Hundreds of correctional officers from prisons across America descended last spring on a shuttered penitentiary in West Virginia for annual training exercises.
Some officers played the role of prisoners, acting like gang members and stirring up trouble, including a mock riot. The latest in prison gear got a workout — body armor, shields, riot helmets, smoke bombs, gas masks. And, at this year’s drill, computers that could see the action.
Perched above the prison yard, five cameras tracked the play-acting prisoners, and artificial-intelligence software analyzed the images to recognize faces, gestures and patterns of group behavior. When two groups of inmates moved toward each other, the experimental computer system sent an alert — a text message — to a corrections officer that warned of a potential incident and gave the location.
The computers, according to a story in the New York Times, cannot do anything more than officers who constantly watch surveillance monitors under ideal conditions. But in practice, officers are often distracted. When shifts change, an observation that is worth passing along may be forgotten. But machines do not blink or forget. They are tireless assistants.

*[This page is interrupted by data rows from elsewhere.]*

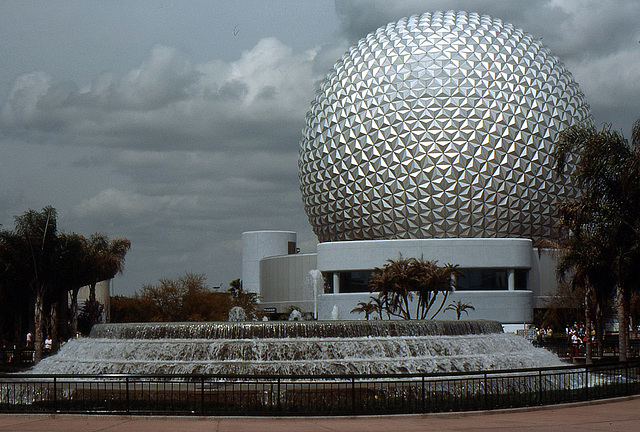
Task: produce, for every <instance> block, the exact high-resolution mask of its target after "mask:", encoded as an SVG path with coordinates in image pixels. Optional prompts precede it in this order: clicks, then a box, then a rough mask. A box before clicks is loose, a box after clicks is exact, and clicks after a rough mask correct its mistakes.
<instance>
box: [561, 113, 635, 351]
mask: <svg viewBox="0 0 640 432" xmlns="http://www.w3.org/2000/svg"><path fill="white" fill-rule="evenodd" d="M553 156H554V158H555V161H556V168H557V170H558V171H559V172H562V171H563V170H564V168H565V165H566V162H567V160H568V159H569V158H571V157H574V158H575V159H576V165H575V170H574V172H573V173H572V174H571V175H572V177H573V178H574V179H575V181H576V183H577V185H578V186H580V187H581V195H580V196H579V197H578V198H576V199H575V200H573V201H570V202H567V203H564V204H563V205H562V206H561V208H560V213H561V220H560V227H561V228H564V229H565V231H566V232H567V235H566V239H565V241H564V247H565V255H566V256H568V257H569V258H568V259H567V260H566V262H565V265H567V266H568V267H571V268H572V271H573V272H574V273H575V275H576V276H574V277H577V278H579V279H580V283H582V284H584V286H585V288H586V292H587V299H586V303H587V306H590V305H591V304H592V302H593V299H594V298H595V299H598V298H602V297H603V296H605V297H606V295H605V294H606V293H607V290H608V287H607V286H606V284H605V286H604V287H603V286H601V284H597V285H594V283H593V280H594V276H595V275H596V274H598V272H603V271H604V272H605V273H606V274H608V275H610V276H611V277H612V280H613V286H614V287H615V291H616V301H617V305H618V322H619V330H620V332H619V338H620V339H619V351H620V360H622V361H625V360H626V359H627V354H628V347H629V344H628V339H629V334H628V330H629V329H628V325H629V321H628V317H629V301H630V297H631V291H632V290H634V289H636V288H637V286H636V285H637V282H636V280H637V279H636V278H635V277H634V276H635V273H636V270H635V269H636V268H638V265H639V264H640V120H638V121H636V122H635V124H634V126H633V133H632V142H631V143H629V142H628V141H627V140H626V139H625V138H624V136H623V135H622V134H620V133H618V132H616V131H614V130H613V129H612V128H611V126H610V125H605V126H604V127H603V128H602V130H601V131H598V130H596V129H595V128H594V127H593V126H590V125H579V126H574V127H571V128H568V129H566V130H565V131H563V132H562V133H561V134H560V135H559V137H558V140H557V142H556V145H555V148H554V153H553ZM561 265H562V260H561ZM603 291H604V292H603ZM589 310H590V308H589V307H587V308H586V313H589Z"/></svg>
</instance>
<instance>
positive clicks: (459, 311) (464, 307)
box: [445, 300, 476, 321]
mask: <svg viewBox="0 0 640 432" xmlns="http://www.w3.org/2000/svg"><path fill="white" fill-rule="evenodd" d="M445 310H451V311H454V312H455V313H456V318H457V319H458V321H460V317H461V316H462V312H464V313H466V314H467V315H469V311H470V310H476V308H474V307H473V306H471V305H470V304H469V303H462V302H461V301H460V300H458V301H456V302H453V303H451V304H449V305H448V306H447V307H446V308H445Z"/></svg>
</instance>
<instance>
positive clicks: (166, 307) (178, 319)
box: [112, 273, 234, 322]
mask: <svg viewBox="0 0 640 432" xmlns="http://www.w3.org/2000/svg"><path fill="white" fill-rule="evenodd" d="M233 305H234V304H233V301H232V295H231V294H230V293H227V292H214V291H212V290H211V289H210V288H209V287H207V285H206V276H205V275H203V274H194V273H185V275H184V276H181V277H179V278H177V279H160V282H159V283H158V284H155V285H144V286H143V287H142V291H141V293H140V295H137V294H136V295H135V296H134V298H133V299H132V300H124V298H118V299H117V300H116V303H115V304H112V307H114V306H115V308H114V310H113V312H114V314H115V316H114V318H115V319H116V320H118V321H119V322H125V321H123V320H129V321H131V319H132V318H133V320H135V321H156V322H176V321H226V319H227V315H228V312H229V310H230V309H231V307H232V306H233ZM132 311H133V313H132ZM136 311H144V312H143V313H139V314H137V313H136Z"/></svg>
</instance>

The enthusiasm for such systems extends well beyond the nation’s prisons. High-resolution, low-cost cameras are proliferating, found in products like smartphones and laptop computers. The cost of storing images is dropping, and new software algorithms for mining, matching and scrutinizing the flood of visual data are progressing swiftly.
A computer-vision system can watch a hospital room and remind doctors and nurses to wash their hands, or warn of restless patients who are in danger of falling out of bed. It can, through a computer-equipped mirror, read a man’s face to detect his heart rate and other vital signs.
It can analyze a woman’s expressions as she watches a movie trailer or shops online, and help marketers tailor their offerings accordingly. Computer vision can also be used at shopping malls, schoolyards, subway platforms, office complexes and stadiums.
All of which could be helpful — or alarming.
“Machines will definitely be able to observe us and understand us better,” said Hartmut Neven, a computer scientist and vision expert at Google. “Where that leads is uncertain.”